Ok. Let’s load some packages to begin.
library(pacman)
#bets is a package that allows you to directly use data from the Brasilian bank
p_load(BETS, lubridate, tidyverse, ggthemes, ggplot2, broom, lfe)
Hi guys! We’re going to finish out our simulation from last time (if you’re lost - go look at the lab notes from last week) and then we’re going to show you how to examine time series data and run dynamic regressions using Brasil’s national bank data.
Let’s remind ourselves of the problem.
We are trying to determine the effect of infrastructure spending on our commute times in the city. Let’s try and simulate this entire process.
We picked an ADL(1,1) model to determine this, so we need to provide to our simulation model:
We learned last time that our function is likely going to lead to a decrease in commute times, but it sort of depends on how our pattern of investments play out.
Let’s write our function
adl11 <- function(y_0,b_0,a1,b1,b2, sigma_u,mean_x, sigma_x, Ti){
#draw values of shock, using our function parameter sigma_u
u = rnorm(Ti,mean =0, sd=sigma_u)
#set up y as an empty vector so we can start placing objects inside of it.
y =c()
#initialize y_0 with our user-provided y_0 parameter above
y[1]= y_0
#build X
x = rnorm(Ti,mean = mean_x, sd = sigma_x)
#We can use a for loop to build our set of ys
#recall, i is the index, and will iterate (count) over our set which here is 2 through T (which we provided)
for (i in 2:Ti){
#for every i in the series from 2,3,...,T-1,T, generate a y dependent on last month's y and road expenditures
#in the last two periods. Written out in r, where the 'i' in x[i] is calling the i'th object in vector x...

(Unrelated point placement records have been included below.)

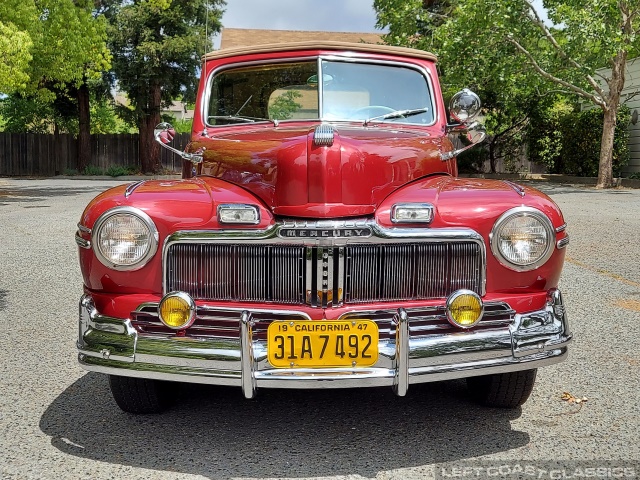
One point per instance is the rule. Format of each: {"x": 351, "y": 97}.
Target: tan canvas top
{"x": 320, "y": 45}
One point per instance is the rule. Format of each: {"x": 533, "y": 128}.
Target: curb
{"x": 122, "y": 178}
{"x": 553, "y": 178}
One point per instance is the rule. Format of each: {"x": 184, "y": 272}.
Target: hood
{"x": 295, "y": 177}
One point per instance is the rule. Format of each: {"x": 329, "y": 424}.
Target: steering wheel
{"x": 371, "y": 111}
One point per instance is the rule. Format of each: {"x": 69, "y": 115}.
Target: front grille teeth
{"x": 323, "y": 276}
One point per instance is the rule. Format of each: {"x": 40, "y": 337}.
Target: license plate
{"x": 322, "y": 343}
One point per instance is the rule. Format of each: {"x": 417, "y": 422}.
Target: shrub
{"x": 92, "y": 170}
{"x": 568, "y": 142}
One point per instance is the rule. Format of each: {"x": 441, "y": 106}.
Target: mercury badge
{"x": 293, "y": 232}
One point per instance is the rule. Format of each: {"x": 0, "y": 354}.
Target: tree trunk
{"x": 616, "y": 84}
{"x": 84, "y": 130}
{"x": 492, "y": 155}
{"x": 149, "y": 150}
{"x": 605, "y": 168}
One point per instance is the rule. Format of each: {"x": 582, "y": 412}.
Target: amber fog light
{"x": 464, "y": 308}
{"x": 177, "y": 310}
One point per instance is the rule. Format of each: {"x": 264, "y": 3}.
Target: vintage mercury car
{"x": 321, "y": 238}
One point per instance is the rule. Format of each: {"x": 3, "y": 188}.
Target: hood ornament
{"x": 323, "y": 135}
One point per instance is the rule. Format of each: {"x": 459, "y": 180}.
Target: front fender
{"x": 172, "y": 205}
{"x": 477, "y": 204}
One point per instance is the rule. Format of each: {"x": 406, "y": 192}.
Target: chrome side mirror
{"x": 164, "y": 134}
{"x": 463, "y": 108}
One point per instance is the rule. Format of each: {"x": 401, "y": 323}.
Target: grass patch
{"x": 119, "y": 170}
{"x": 92, "y": 170}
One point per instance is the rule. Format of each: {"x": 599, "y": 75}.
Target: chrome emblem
{"x": 323, "y": 135}
{"x": 325, "y": 232}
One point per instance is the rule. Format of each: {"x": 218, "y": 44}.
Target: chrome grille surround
{"x": 324, "y": 271}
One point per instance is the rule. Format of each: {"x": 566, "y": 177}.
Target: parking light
{"x": 177, "y": 310}
{"x": 464, "y": 308}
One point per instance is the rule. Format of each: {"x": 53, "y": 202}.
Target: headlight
{"x": 124, "y": 238}
{"x": 522, "y": 239}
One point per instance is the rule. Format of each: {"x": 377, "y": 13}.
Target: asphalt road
{"x": 59, "y": 422}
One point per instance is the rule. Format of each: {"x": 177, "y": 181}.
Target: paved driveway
{"x": 58, "y": 421}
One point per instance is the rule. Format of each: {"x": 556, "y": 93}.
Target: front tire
{"x": 502, "y": 390}
{"x": 140, "y": 395}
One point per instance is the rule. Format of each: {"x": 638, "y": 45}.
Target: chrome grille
{"x": 324, "y": 276}
{"x": 411, "y": 271}
{"x": 262, "y": 273}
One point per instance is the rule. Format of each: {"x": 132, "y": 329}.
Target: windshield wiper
{"x": 242, "y": 118}
{"x": 397, "y": 114}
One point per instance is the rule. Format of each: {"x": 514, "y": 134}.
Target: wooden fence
{"x": 26, "y": 154}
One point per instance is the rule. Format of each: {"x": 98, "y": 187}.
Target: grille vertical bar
{"x": 411, "y": 271}
{"x": 323, "y": 276}
{"x": 237, "y": 272}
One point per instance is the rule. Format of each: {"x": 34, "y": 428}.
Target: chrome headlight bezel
{"x": 494, "y": 238}
{"x": 151, "y": 248}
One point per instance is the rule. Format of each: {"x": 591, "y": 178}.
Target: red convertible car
{"x": 321, "y": 238}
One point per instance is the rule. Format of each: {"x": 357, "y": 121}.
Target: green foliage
{"x": 104, "y": 118}
{"x": 69, "y": 45}
{"x": 502, "y": 49}
{"x": 568, "y": 141}
{"x": 285, "y": 105}
{"x": 17, "y": 18}
{"x": 180, "y": 126}
{"x": 159, "y": 42}
{"x": 157, "y": 46}
{"x": 33, "y": 114}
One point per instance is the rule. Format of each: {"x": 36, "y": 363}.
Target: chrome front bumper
{"x": 113, "y": 346}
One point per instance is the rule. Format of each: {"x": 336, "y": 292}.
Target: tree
{"x": 509, "y": 94}
{"x": 156, "y": 46}
{"x": 15, "y": 44}
{"x": 68, "y": 51}
{"x": 588, "y": 35}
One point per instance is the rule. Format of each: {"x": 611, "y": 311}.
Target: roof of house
{"x": 242, "y": 37}
{"x": 319, "y": 45}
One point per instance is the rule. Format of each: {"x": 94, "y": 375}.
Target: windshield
{"x": 351, "y": 91}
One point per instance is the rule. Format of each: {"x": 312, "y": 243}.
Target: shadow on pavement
{"x": 36, "y": 194}
{"x": 216, "y": 433}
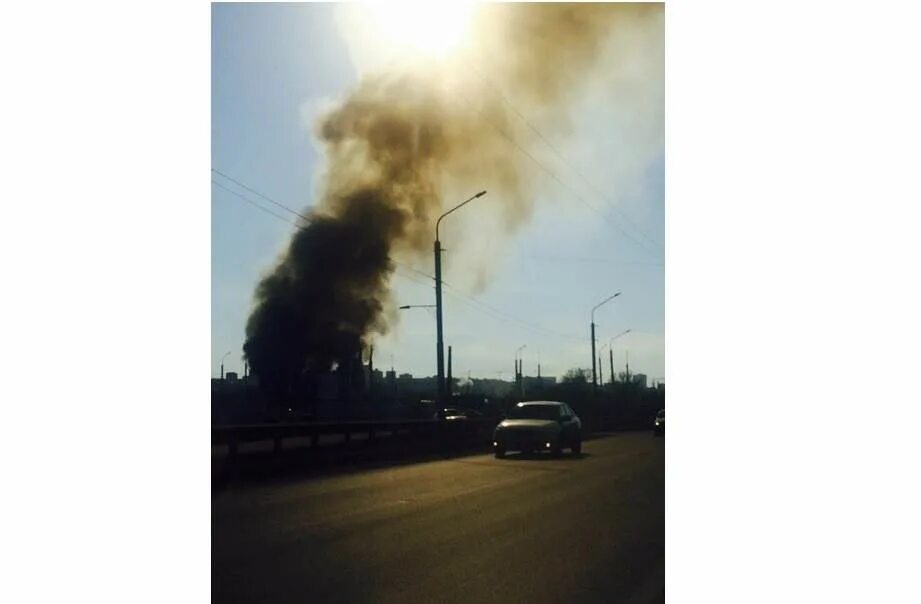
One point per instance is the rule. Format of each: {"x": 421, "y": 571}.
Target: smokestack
{"x": 449, "y": 389}
{"x": 611, "y": 358}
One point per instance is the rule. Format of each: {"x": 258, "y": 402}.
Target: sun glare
{"x": 434, "y": 28}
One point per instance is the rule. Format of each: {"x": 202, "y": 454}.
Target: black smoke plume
{"x": 395, "y": 147}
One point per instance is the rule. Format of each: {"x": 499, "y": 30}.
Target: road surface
{"x": 470, "y": 529}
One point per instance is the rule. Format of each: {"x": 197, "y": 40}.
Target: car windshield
{"x": 535, "y": 412}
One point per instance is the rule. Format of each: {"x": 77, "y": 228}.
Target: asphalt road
{"x": 470, "y": 529}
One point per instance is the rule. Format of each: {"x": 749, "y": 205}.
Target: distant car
{"x": 457, "y": 414}
{"x": 539, "y": 426}
{"x": 659, "y": 429}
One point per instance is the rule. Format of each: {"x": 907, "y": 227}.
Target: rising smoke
{"x": 404, "y": 142}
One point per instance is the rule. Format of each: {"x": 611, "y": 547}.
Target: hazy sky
{"x": 274, "y": 67}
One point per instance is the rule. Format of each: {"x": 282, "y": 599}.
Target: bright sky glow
{"x": 429, "y": 27}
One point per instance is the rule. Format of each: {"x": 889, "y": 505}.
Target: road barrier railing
{"x": 443, "y": 432}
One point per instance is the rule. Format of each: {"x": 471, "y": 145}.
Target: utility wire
{"x": 454, "y": 293}
{"x": 560, "y": 181}
{"x": 253, "y": 203}
{"x": 265, "y": 197}
{"x": 562, "y": 158}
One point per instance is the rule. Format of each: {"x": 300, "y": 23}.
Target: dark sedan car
{"x": 539, "y": 426}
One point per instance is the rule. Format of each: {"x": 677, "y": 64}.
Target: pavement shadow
{"x": 548, "y": 457}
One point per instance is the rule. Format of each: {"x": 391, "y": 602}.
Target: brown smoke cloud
{"x": 402, "y": 147}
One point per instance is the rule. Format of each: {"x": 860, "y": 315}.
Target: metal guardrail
{"x": 233, "y": 436}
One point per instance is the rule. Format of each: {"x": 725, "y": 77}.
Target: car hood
{"x": 529, "y": 424}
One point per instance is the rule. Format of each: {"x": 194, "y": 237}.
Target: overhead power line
{"x": 563, "y": 158}
{"x": 429, "y": 279}
{"x": 569, "y": 188}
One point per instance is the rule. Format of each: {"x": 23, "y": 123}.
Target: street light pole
{"x": 439, "y": 345}
{"x": 594, "y": 370}
{"x": 519, "y": 370}
{"x": 222, "y": 365}
{"x": 611, "y": 343}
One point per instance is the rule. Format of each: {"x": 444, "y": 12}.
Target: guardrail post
{"x": 232, "y": 447}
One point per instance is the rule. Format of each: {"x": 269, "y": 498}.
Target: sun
{"x": 432, "y": 28}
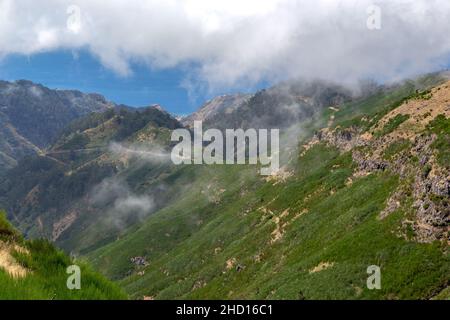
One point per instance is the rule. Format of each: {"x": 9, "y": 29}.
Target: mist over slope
{"x": 32, "y": 116}
{"x": 364, "y": 181}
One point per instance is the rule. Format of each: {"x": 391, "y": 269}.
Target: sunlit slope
{"x": 351, "y": 197}
{"x": 37, "y": 270}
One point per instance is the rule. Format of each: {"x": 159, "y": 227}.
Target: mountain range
{"x": 364, "y": 181}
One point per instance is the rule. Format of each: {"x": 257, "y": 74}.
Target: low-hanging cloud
{"x": 230, "y": 42}
{"x": 120, "y": 203}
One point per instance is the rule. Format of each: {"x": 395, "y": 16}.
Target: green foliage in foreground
{"x": 340, "y": 226}
{"x": 47, "y": 275}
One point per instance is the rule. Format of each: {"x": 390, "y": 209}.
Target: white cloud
{"x": 235, "y": 41}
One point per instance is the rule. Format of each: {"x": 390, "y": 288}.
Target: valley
{"x": 363, "y": 180}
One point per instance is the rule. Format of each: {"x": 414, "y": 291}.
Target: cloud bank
{"x": 230, "y": 42}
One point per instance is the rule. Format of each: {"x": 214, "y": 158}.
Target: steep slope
{"x": 74, "y": 193}
{"x": 215, "y": 108}
{"x": 281, "y": 106}
{"x": 31, "y": 116}
{"x": 354, "y": 195}
{"x": 36, "y": 270}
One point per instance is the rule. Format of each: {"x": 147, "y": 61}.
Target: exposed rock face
{"x": 31, "y": 116}
{"x": 423, "y": 182}
{"x": 220, "y": 105}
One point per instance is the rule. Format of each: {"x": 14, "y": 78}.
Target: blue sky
{"x": 224, "y": 46}
{"x": 80, "y": 70}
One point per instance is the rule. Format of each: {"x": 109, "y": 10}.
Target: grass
{"x": 320, "y": 216}
{"x": 392, "y": 124}
{"x": 340, "y": 226}
{"x": 46, "y": 278}
{"x": 396, "y": 148}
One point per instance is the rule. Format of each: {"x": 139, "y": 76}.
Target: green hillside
{"x": 37, "y": 270}
{"x": 367, "y": 189}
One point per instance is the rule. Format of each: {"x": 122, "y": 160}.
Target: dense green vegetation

y[i] = b_0+a1*y[i-1]+b1*x[i] + b2*x[i-1] + u[i]
}
#now that we have y, we need to return our dataframe
adl_data = data.frame(
#create a time vector <1,2,3,...,T-1,T>
time =c(1:Ti),
average_commute = y,
road_spend = x)
#in order to get this object BACK, let's return the created dataframe.
return(adl_data)
}
now, let’s plot this using ggplot! Remember, we build ggplots using layers of aesthetic mappings, geoms and other objects, seperating them with the + operator.
Generally, when running a simulation you want to ‘set a seed.’ This forces the random draws you see to be reproducible by another researcher who is trying to replicate your work.
set.seed(42)
Let’s build a dataframe we can reference, using our adl11 function we just made:
dadl <- adl11(y_0 = 60, b_0= 10,a1 = 5/6,b1= -1/2, b2 = 1/6, sigma_u =1,
mean_x = 10, sigma_x = 2.5, Ti = 250)
#now, let's compare what happens if we invested nothing at all by looking at what happens when b1,b2 are =0
badl <- adl11(y_0 = 60, b_0= 10,a1 = 5/6,b1= 0, b2 = 0, sigma_u =1,
mean_x = 10, sigma_x = 2.5, Ti = 250)
Now, we just need to combine these into a single data frame.
data1 = data.frame(
dadl, #this just grabs columns and names from the dadl data from before.
#now we create a new variable in this dataframe by passing badl's average_commute column to a new variable 'counterfactual'
counterfactual<-badl$average_commute
)
Now, we can plot this dataframe using ggplot and layers.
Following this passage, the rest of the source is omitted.